Cependant, la GMAO ne peut pas répondre à elle seule, à tous les besoins d’un pilotage exhaustif des opérations basé sur les données d'intervention. Elle n'est pas toujours conçue pour capturer en détail les données produites pendant l'exécution terrain ni pour fournir des analyses avancées. Pour cela, elle doit être connectée à d'autres outils spécialisés (applications terrain telles que Siteflow, plateformes de digitalisation des opérations, applications de Business Intelligence, etc.). 
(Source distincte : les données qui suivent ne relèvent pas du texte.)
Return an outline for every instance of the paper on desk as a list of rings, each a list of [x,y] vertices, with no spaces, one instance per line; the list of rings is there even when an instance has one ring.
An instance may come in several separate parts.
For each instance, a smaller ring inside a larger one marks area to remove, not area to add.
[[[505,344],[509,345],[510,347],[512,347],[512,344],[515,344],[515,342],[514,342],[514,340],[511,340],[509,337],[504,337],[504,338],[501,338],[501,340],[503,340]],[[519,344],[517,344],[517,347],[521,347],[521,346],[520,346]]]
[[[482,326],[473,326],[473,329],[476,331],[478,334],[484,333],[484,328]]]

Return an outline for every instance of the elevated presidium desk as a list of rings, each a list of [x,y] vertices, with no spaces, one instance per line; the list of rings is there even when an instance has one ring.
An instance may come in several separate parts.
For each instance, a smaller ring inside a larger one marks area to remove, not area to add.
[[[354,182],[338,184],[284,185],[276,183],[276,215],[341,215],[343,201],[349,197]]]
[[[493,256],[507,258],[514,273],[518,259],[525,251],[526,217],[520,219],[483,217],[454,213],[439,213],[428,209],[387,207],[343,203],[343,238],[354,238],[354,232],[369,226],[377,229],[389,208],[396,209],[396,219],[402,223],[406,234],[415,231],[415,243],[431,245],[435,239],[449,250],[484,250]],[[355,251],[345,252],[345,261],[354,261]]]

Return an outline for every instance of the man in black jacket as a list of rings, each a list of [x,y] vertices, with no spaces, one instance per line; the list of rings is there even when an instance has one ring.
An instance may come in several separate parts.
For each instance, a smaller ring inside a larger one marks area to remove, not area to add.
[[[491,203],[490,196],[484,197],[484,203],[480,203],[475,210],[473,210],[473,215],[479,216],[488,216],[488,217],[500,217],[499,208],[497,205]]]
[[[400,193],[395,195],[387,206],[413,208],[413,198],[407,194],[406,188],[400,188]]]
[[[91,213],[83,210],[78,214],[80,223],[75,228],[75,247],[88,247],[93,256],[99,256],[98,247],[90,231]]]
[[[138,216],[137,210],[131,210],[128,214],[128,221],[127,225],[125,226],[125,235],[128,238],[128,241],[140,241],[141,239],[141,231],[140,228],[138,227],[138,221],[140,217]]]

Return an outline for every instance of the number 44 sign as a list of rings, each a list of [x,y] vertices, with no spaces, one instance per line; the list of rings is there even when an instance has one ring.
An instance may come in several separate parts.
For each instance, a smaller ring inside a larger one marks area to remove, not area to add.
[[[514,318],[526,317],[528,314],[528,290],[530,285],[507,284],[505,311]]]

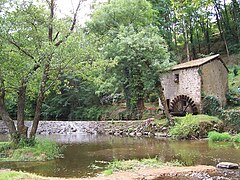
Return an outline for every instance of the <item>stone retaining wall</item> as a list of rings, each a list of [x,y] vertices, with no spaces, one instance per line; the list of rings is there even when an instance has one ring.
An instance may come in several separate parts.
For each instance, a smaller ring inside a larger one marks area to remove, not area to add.
[[[26,126],[31,127],[31,121]],[[29,129],[30,130],[30,129]],[[40,121],[37,134],[107,134],[114,136],[166,137],[168,129],[153,121]],[[8,129],[0,121],[0,134]]]

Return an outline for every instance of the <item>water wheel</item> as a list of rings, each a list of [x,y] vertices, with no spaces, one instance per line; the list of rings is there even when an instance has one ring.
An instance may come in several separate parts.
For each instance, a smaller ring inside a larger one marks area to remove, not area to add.
[[[194,101],[186,95],[179,95],[174,98],[169,109],[174,116],[185,116],[187,113],[197,114],[197,107]]]

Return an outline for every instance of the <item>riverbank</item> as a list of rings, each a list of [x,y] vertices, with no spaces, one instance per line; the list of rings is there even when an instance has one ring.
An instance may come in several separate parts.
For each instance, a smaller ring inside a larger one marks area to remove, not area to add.
[[[207,133],[212,130],[222,130],[223,123],[216,117],[207,115],[175,117],[176,130],[172,131],[174,136],[182,138],[205,138]],[[183,122],[183,123],[181,123]],[[26,122],[26,126],[31,127],[31,121]],[[186,128],[183,128],[185,127]],[[148,118],[136,121],[40,121],[37,134],[104,134],[114,136],[130,137],[170,137],[171,126],[167,125],[165,119]],[[184,136],[181,133],[183,128]],[[194,128],[191,129],[191,128]],[[198,128],[198,129],[196,129]],[[189,134],[186,134],[186,131]],[[192,134],[191,131],[197,132]],[[7,134],[8,130],[3,121],[0,121],[0,134]]]
[[[136,171],[117,172],[109,176],[97,176],[89,178],[67,178],[68,180],[133,180],[133,179],[203,179],[207,178],[209,174],[215,174],[218,169],[213,166],[190,166],[190,167],[164,167],[164,168],[141,168]],[[0,177],[7,179],[7,174],[12,174],[12,179],[33,179],[33,180],[65,180],[66,178],[58,177],[41,177],[30,173],[16,172],[10,170],[0,170]]]

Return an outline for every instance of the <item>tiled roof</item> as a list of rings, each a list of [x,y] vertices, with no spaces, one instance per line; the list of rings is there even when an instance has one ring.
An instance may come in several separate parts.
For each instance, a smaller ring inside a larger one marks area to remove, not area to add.
[[[201,65],[203,65],[203,64],[205,64],[205,63],[207,63],[207,62],[209,62],[209,61],[211,61],[213,59],[216,59],[218,57],[219,57],[219,54],[216,54],[216,55],[213,55],[213,56],[208,56],[208,57],[205,57],[205,58],[188,61],[186,63],[177,64],[177,65],[172,67],[172,70],[186,69],[186,68],[201,66]],[[225,66],[225,64],[224,64],[224,66]]]

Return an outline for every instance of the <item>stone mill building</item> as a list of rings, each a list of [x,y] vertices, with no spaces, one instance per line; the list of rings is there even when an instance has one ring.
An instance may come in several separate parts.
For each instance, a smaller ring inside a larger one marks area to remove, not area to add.
[[[219,54],[175,65],[161,76],[167,105],[172,114],[202,111],[204,96],[215,96],[226,105],[228,69]]]

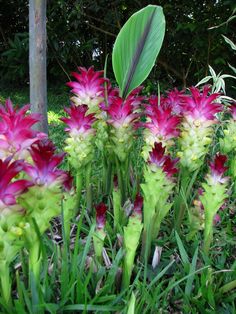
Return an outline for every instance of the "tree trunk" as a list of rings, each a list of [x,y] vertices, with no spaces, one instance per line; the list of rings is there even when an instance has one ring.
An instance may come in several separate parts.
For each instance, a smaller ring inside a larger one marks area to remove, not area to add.
[[[42,115],[37,130],[48,133],[46,0],[29,1],[29,68],[32,112]]]

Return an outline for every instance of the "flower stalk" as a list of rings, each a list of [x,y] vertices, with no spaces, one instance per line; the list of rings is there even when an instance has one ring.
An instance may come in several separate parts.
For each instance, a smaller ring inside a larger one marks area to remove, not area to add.
[[[228,177],[224,177],[227,170],[225,163],[227,157],[217,154],[214,161],[210,163],[210,173],[203,183],[203,194],[199,199],[202,202],[205,214],[203,252],[208,255],[213,240],[214,217],[227,198],[226,188]]]
[[[123,276],[122,276],[122,288],[129,287],[130,279],[132,275],[134,259],[136,251],[139,245],[141,233],[143,230],[142,223],[142,205],[143,198],[140,195],[136,196],[134,202],[134,209],[132,215],[129,217],[129,222],[124,227],[124,264],[123,264]]]

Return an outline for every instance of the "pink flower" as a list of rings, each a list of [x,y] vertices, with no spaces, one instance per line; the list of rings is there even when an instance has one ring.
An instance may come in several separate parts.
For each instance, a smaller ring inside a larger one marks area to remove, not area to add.
[[[5,107],[0,105],[0,158],[13,155],[14,159],[24,158],[28,148],[36,141],[47,137],[31,127],[40,120],[39,114],[29,114],[30,105],[17,110],[10,99]]]
[[[68,174],[57,169],[65,154],[55,154],[55,150],[55,146],[49,140],[39,141],[31,146],[30,155],[33,165],[25,164],[24,171],[35,185],[53,187],[66,184],[67,186]]]
[[[158,168],[162,168],[167,177],[171,177],[178,172],[178,169],[175,168],[175,166],[179,159],[171,159],[170,155],[164,155],[164,153],[165,148],[162,147],[162,144],[155,143],[154,148],[149,154],[148,162],[149,164],[156,165]]]
[[[215,121],[215,114],[220,112],[223,107],[221,104],[214,102],[220,94],[214,93],[209,95],[210,88],[203,87],[203,91],[196,87],[191,87],[191,95],[182,96],[182,106],[185,117],[199,121]]]
[[[233,119],[236,121],[236,102],[234,102],[231,106],[230,106],[230,111],[232,114]]]
[[[16,205],[17,197],[33,185],[24,179],[12,182],[23,170],[23,165],[22,160],[12,161],[11,157],[4,161],[0,159],[0,213],[9,211],[11,206]]]
[[[108,106],[102,104],[100,107],[108,113],[107,122],[114,128],[128,127],[139,117],[134,111],[141,104],[142,97],[136,97],[131,93],[125,100],[121,97],[109,97]]]
[[[218,225],[221,222],[221,218],[219,214],[215,214],[213,224]]]
[[[61,121],[66,123],[68,127],[65,129],[67,132],[73,134],[90,134],[94,133],[92,124],[96,121],[94,114],[87,114],[88,106],[75,106],[71,105],[70,108],[65,108],[65,112],[69,115],[69,118],[61,118]]]
[[[99,203],[96,208],[96,224],[97,229],[103,229],[106,224],[107,206],[104,203]]]
[[[169,91],[165,98],[164,106],[171,108],[172,112],[179,115],[182,114],[182,96],[184,91],[179,91],[177,88]]]
[[[76,105],[98,106],[104,99],[103,71],[94,71],[93,67],[88,70],[84,67],[78,67],[79,72],[72,72],[76,81],[68,82],[67,85],[72,88],[71,92],[76,95],[72,101]]]
[[[211,177],[213,182],[225,183],[228,181],[228,177],[223,177],[224,173],[228,169],[225,167],[227,157],[225,155],[217,154],[213,162],[210,163]]]
[[[170,107],[147,105],[145,113],[149,121],[141,125],[149,129],[157,140],[169,140],[179,136],[181,118],[173,115]]]

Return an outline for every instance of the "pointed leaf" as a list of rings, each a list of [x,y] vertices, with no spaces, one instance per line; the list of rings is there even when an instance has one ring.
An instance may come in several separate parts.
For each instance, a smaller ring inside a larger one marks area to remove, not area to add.
[[[235,45],[235,43],[232,42],[232,40],[230,40],[228,37],[226,37],[226,36],[224,36],[224,35],[222,35],[222,37],[224,38],[225,42],[226,42],[227,44],[229,44],[230,47],[231,47],[233,50],[236,50],[236,45]]]
[[[112,65],[121,96],[126,97],[149,75],[165,34],[162,8],[148,5],[133,14],[115,41]]]

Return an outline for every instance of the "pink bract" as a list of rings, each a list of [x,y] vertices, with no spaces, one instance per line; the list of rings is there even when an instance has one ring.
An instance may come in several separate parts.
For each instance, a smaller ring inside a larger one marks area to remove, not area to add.
[[[208,86],[204,86],[202,92],[196,87],[191,87],[190,92],[191,95],[182,96],[184,116],[189,116],[194,120],[214,121],[215,114],[223,109],[220,103],[215,102],[220,94],[209,95],[210,88]]]
[[[24,158],[27,149],[38,140],[47,137],[32,129],[40,120],[40,115],[26,115],[30,105],[14,109],[10,99],[5,106],[0,105],[0,158],[13,155],[14,159]]]
[[[67,86],[72,88],[71,92],[78,97],[76,104],[89,105],[89,102],[95,98],[98,98],[98,103],[100,103],[104,97],[104,82],[107,81],[103,77],[103,71],[94,71],[93,67],[88,70],[78,67],[78,70],[79,73],[71,73],[76,81],[67,83]]]
[[[39,141],[32,145],[30,155],[33,165],[25,164],[24,171],[35,185],[52,187],[67,184],[68,174],[57,168],[65,154],[55,154],[55,150],[55,146],[49,140]]]
[[[228,167],[225,167],[226,161],[227,156],[217,154],[214,161],[210,163],[211,176],[214,179],[214,182],[225,183],[228,180],[227,177],[223,177],[228,169]]]
[[[103,229],[106,224],[107,206],[104,203],[99,203],[96,208],[96,224],[98,229]]]
[[[107,122],[115,128],[132,125],[140,116],[135,110],[141,104],[143,97],[131,93],[125,100],[118,96],[108,99],[108,106],[101,104],[101,109],[108,113]]]
[[[68,128],[65,129],[67,132],[74,133],[91,133],[92,124],[96,121],[94,114],[86,114],[88,106],[75,106],[71,105],[70,108],[65,108],[65,112],[69,115],[69,118],[61,118]]]
[[[23,170],[22,160],[12,161],[11,157],[0,159],[0,212],[6,206],[16,205],[16,198],[24,193],[33,183],[28,180],[15,180]]]
[[[234,102],[231,106],[230,106],[230,112],[232,114],[233,119],[236,121],[236,102]]]
[[[154,136],[164,140],[179,136],[178,126],[181,117],[173,115],[170,107],[162,108],[161,106],[147,105],[145,113],[149,121],[141,123],[141,125],[149,129]]]
[[[170,155],[164,155],[165,148],[162,147],[161,143],[155,143],[154,148],[149,154],[148,162],[150,164],[155,164],[157,167],[162,168],[166,173],[167,177],[172,177],[175,173],[178,172],[178,169],[175,167],[178,158],[171,159]]]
Par exemple, là où la GMAO organise et trace l'activité, Siteflow capture, structure et enrichit les données produites lors de l'exécution pour en faire un dispositif de pilotage. Ensemble, les deux systèmes créent une continuité numérique qui permet de transformer les données opérationnelles en indicateurs de performance, en analyses décisionnelles et en leviers d'amélioration continue. 

C'est précisément là qu'intervient Siteflow, en complément de la GMAO. En structurant les données au plus près des opérations, en les enrichissant et en les centralisant, Siteflow crée le lien entre l'exécution terrain et les outils de pilotage. La GMAO conserve son rôle de système de référence. Siteflow apporte la couche opérationnelle qui transforme la donnée d'exécution en information exploitable pour améliorer la performance, anticiper les dérives et éclairer la prise de décision. 

C'est ce type d'architecture qu'ont déployé un certain nombre d’acteurs de la maintenance nucléaire. Cet article explique comment fonctionne cette combinatoire, et les bénéfices qu’ils en ont tirés sur les plans du pilotage des opérations de maintenance et de l’amélioration continue.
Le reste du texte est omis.